Essa esperança se construiu em alicerces frouxos. Escócia e Haiti são
times fraquíssimos. O insosso Japão só foi derrotado no último minuto. A
fé vinha justo e apenas da sensação de que o Brasil como zebra poderia
surpreender.
Foram anos caóticos do Brasil e da CBF — com uma roleta de treinadores e
cartolas — e uma safra de jogadores sem grandes laterais nem meias
criativos. Ancelotti tentou usar a experiência para construir o escrete
possível — e deu azar de perder Paquetá quando seu time ameaçava
encaixar.
E ontem, pela primeira vez, o Brasil enfrentou uma seleção que tinha
jogadores de primeira prateleira do futebol mundial. Haaland e Odegard
resolveram o jogo para os noruegueses — porque são ótimos. Ambos seriam
titulares aqui.
Ainda assim, o Brasil teve suas chances. Foram algumas e muito boas. E
aí o chiclete encaminhou Ancelotti para o engano. Lançou Endrick — que
perdeu o gol cristalino, o gol imperdível. E a seguir lançou Neymar. O
Brasil, que já marcava pouco e longe, passou a marcar ainda menos. Meio
Brasil pedia Neymar. O que Neymar produziu em 30 minutos?

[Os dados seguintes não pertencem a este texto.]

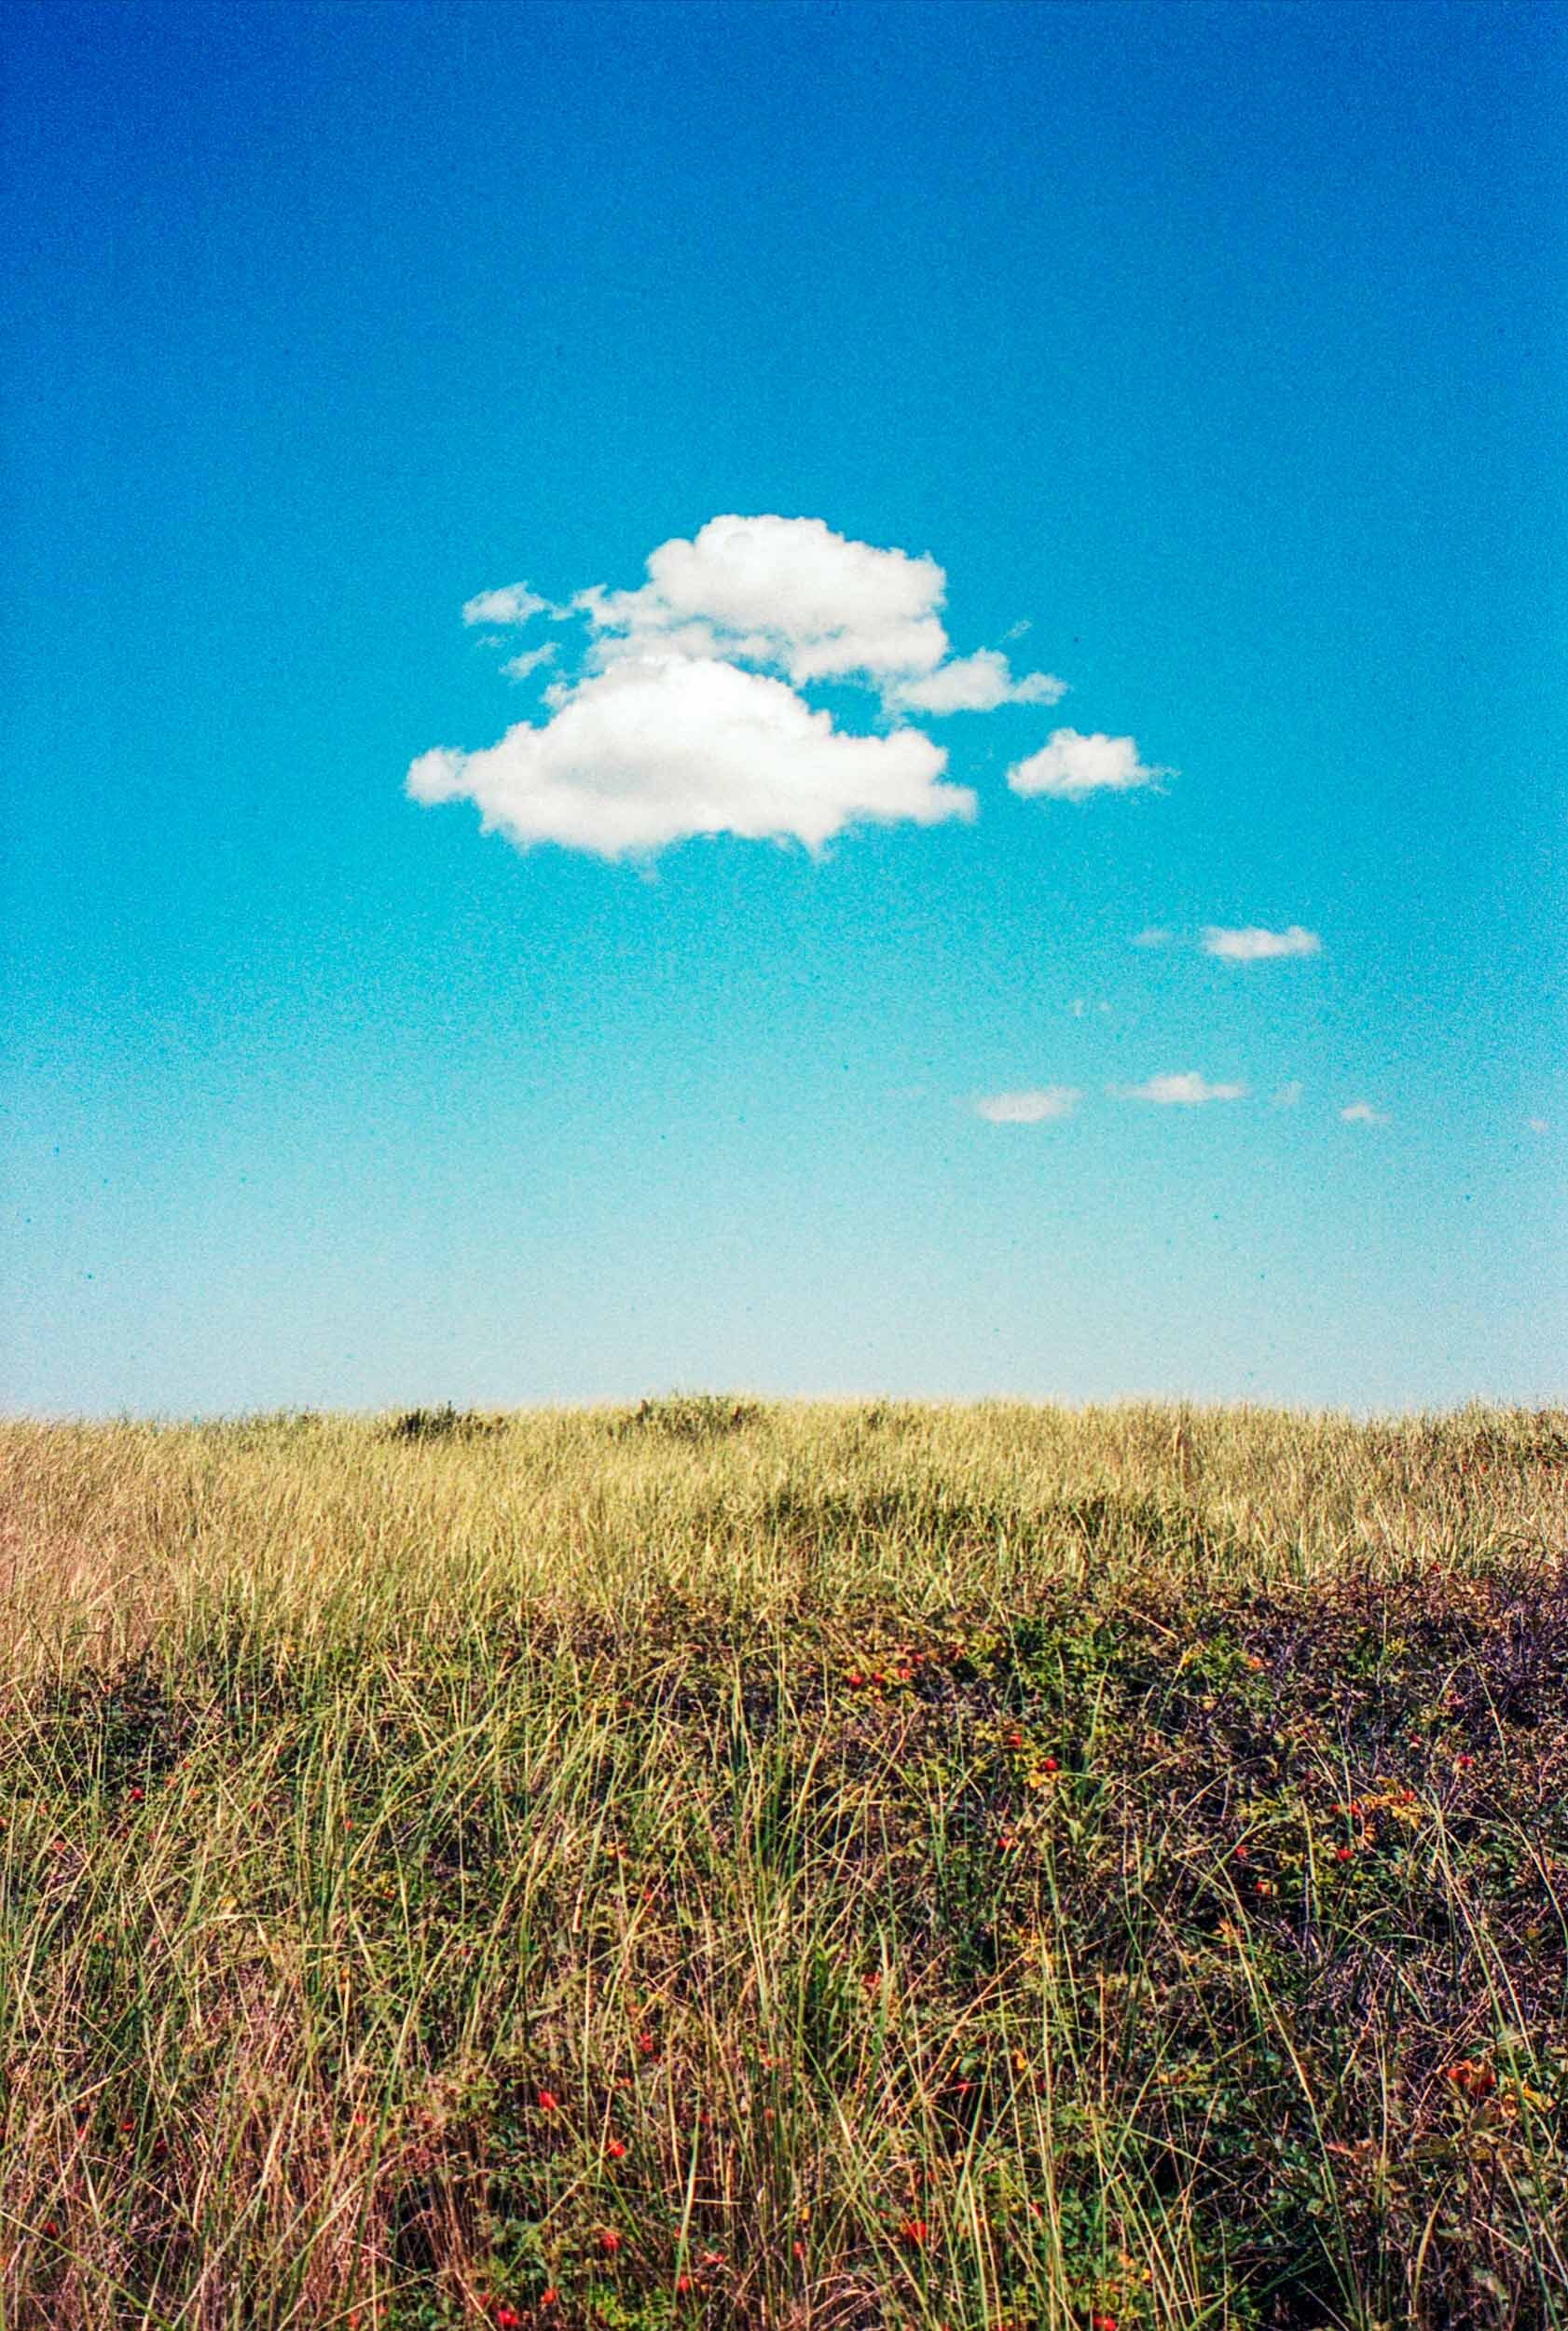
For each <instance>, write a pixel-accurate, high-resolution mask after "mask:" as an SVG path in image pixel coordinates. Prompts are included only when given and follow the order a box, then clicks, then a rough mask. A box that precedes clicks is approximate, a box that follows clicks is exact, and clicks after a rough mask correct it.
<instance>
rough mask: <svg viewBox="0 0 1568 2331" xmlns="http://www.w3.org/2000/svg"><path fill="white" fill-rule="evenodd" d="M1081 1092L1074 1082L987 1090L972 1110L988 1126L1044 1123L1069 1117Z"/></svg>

No mar de marasmo do segundo tempo, talvez esqueçamos do pênalti
perdido, do chute de Vinicius que o goleiro defendeu com o pé, do lance
de Martinelli que o goleiro salvou quase sem querer, do cruzamento de
Casemiro no fim, da incrível bola na trave. Esse lance, por si só, nos
anunciou, ecoando outro tempo: não era o dia do futebol brasileiro.
Por fim, Neymar se despediu da seleção com tristeza, perdendo tempo
para discutir com o goleiro norueguês antes e depois de bater o pênalti
inútil — e chorando arrasado no gramado.
Em nosso vídeo de despedida, essa imagem é editada com a caminhada de
Ancelotti ao fim do jogo. De terno escuro, colete e gravata pretas, ele
cruza o gramado, ergue Vini Junior e em passo lento segue. A goma de
mascar está no fim — e ele penetra no derradeiro vestiário como o
coveiro involuntário de seu próprio funeral.
O Brasil não perdeu por causa de Ancelotti. Mas ontem o treinador
pareceu amorfo como seu time. E uma seleção amorfa e anódina... talvez
nos machuque mais que a própria eliminação.